Il risultato non nasce da un sondaggio né da un censimento diretto. Davis ha costruito una stima utilizzando due grandi archivi pubblici. Da una parte i dati della Social Security Administration, che registrano quanti bambini hanno ricevuto un determinato nome anno per anno. Dall’altra le tavole di mortalità statunitensi, che permettono di stimare quale quota delle persone nate in ciascun anno sia ancora in vita oggi.
L’idea è semplice ma efficace. Se sappiamo che un certo numero di bambine è stato chiamato Myrtle nel 1935 e possiamo stimare quante di loro siano ancora vive nel 2025, possiamo ricostruire la distribuzione anagrafica contemporanea di quel nome. Ripetendo l’operazione per ogni anno di nascita si ottiene una popolazione stimata delle persone che portano quel nome. A quel punto basta calcolare un’età media ponderata, attribuendo a ogni coorte il peso derivante dal numero di persone presumibilmente ancora in vita.

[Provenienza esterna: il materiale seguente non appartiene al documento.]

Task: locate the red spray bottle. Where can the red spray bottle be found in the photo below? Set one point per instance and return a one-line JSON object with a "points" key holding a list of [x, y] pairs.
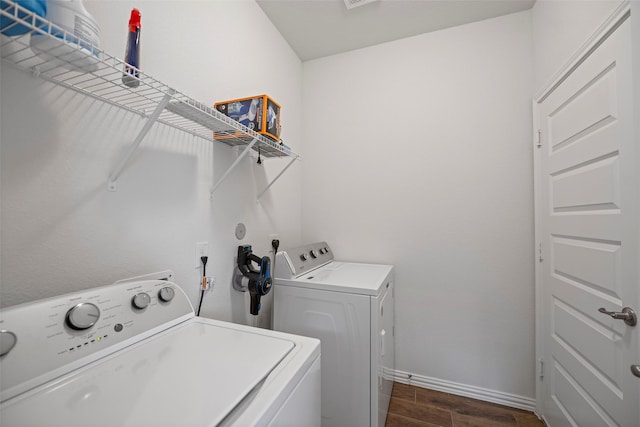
{"points": [[131, 75]]}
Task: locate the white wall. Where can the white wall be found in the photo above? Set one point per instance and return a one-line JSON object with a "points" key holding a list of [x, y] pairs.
{"points": [[418, 153], [63, 231], [560, 28]]}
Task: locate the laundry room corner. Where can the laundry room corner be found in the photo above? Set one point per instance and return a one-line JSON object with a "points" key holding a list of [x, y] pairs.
{"points": [[63, 230], [430, 160]]}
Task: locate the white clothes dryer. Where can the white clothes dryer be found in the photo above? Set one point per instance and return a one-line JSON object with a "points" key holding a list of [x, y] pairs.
{"points": [[350, 308], [134, 354]]}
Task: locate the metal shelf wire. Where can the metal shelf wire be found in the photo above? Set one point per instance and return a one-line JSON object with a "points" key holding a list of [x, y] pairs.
{"points": [[104, 82]]}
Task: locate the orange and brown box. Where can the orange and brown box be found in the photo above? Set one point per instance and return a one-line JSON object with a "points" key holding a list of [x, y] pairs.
{"points": [[259, 113]]}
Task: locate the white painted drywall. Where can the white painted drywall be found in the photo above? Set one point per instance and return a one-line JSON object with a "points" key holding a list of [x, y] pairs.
{"points": [[63, 231], [560, 28], [418, 153]]}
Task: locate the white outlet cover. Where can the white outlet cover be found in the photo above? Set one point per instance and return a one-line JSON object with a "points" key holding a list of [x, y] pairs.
{"points": [[241, 231]]}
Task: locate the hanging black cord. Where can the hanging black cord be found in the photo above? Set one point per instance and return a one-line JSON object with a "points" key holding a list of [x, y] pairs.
{"points": [[204, 260]]}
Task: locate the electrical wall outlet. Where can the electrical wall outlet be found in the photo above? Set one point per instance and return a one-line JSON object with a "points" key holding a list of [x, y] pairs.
{"points": [[272, 237], [202, 249]]}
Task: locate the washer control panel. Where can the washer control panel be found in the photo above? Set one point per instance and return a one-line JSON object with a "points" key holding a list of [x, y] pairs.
{"points": [[291, 263], [63, 333]]}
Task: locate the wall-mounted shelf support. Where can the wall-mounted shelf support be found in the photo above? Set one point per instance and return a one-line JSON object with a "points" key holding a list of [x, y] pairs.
{"points": [[276, 178], [113, 178], [215, 184]]}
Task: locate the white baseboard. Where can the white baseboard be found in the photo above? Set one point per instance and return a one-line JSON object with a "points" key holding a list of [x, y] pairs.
{"points": [[485, 394]]}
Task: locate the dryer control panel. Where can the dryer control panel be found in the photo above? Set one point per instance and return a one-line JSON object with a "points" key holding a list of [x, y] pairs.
{"points": [[291, 263], [47, 338]]}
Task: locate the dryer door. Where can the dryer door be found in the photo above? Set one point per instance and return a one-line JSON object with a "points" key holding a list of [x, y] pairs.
{"points": [[341, 322]]}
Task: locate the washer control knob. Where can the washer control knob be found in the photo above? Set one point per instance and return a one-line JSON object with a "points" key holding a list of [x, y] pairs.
{"points": [[141, 300], [166, 294], [8, 340], [82, 316]]}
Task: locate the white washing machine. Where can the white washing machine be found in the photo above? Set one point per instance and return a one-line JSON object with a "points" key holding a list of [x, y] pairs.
{"points": [[134, 354], [350, 308]]}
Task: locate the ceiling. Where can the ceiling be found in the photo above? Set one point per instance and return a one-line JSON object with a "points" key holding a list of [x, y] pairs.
{"points": [[317, 28]]}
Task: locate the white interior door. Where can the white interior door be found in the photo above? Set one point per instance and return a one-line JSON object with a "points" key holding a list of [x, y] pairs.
{"points": [[588, 226]]}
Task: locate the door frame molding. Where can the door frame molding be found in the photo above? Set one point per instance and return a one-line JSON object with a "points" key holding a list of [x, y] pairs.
{"points": [[617, 17]]}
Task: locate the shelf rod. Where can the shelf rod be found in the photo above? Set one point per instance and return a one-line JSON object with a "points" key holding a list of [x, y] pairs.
{"points": [[233, 165], [136, 143], [276, 178]]}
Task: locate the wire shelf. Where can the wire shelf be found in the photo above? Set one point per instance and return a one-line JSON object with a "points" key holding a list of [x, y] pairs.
{"points": [[78, 65]]}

Il risultato racconta qualcosa che va oltre la curiosità. I nomi seguono cicli generazionali molto marcati. Alcuni conoscono una fase di forte popolarità e poi scompaiono quasi completamente dalle nuove generazioni. Myrtle è un esempio perfetto: era un nome relativamente diffuso all’inizio del Novecento, ma è progressivamente uscito dall’uso. Di conseguenza, oggi le persone che lo portano appartengono quasi tutte alle fasce più anziane della popolazione.
Come osserva FlowingData, l’analisi mostra come i nomi possano essere utilizzati come indicatori indiretti dei cambiamenti culturali. Ogni nome conserva infatti una sorta di impronta temporale che riflette le mode, i riferimenti culturali e le preferenze di un’epoca. Osservare la distribuzione per età di un nome significa quindi leggere una piccola parte della storia sociale del Paese.
Naturalmente il metodo presenta alcuni limiti. Il principale riguarda l’immigrazione. Il modello si basa infatti sui registri delle nascite negli Stati Uniti e non tiene conto in modo completo delle persone arrivate successivamente dall’estero. Per alcuni nomi molto diffusi nelle comunità immigrate questo può produrre stime meno precise.
Resta però un esempio interessante di come si possano combinare dataset pubblici per ottenere informazioni nuove. È il tipo di esercizio che piace agli appassionati di visualizzazione dei dati: partire da archivi amministrativi apparentemente ordinari e trasformarli in una lente attraverso cui osservare l’evoluzione della società. In questo caso la domanda era quale fosse il nome più vecchio d’America. La risposta è Myrtle. Ma la vera notizia è il percorso statistico che permette di arrivarci.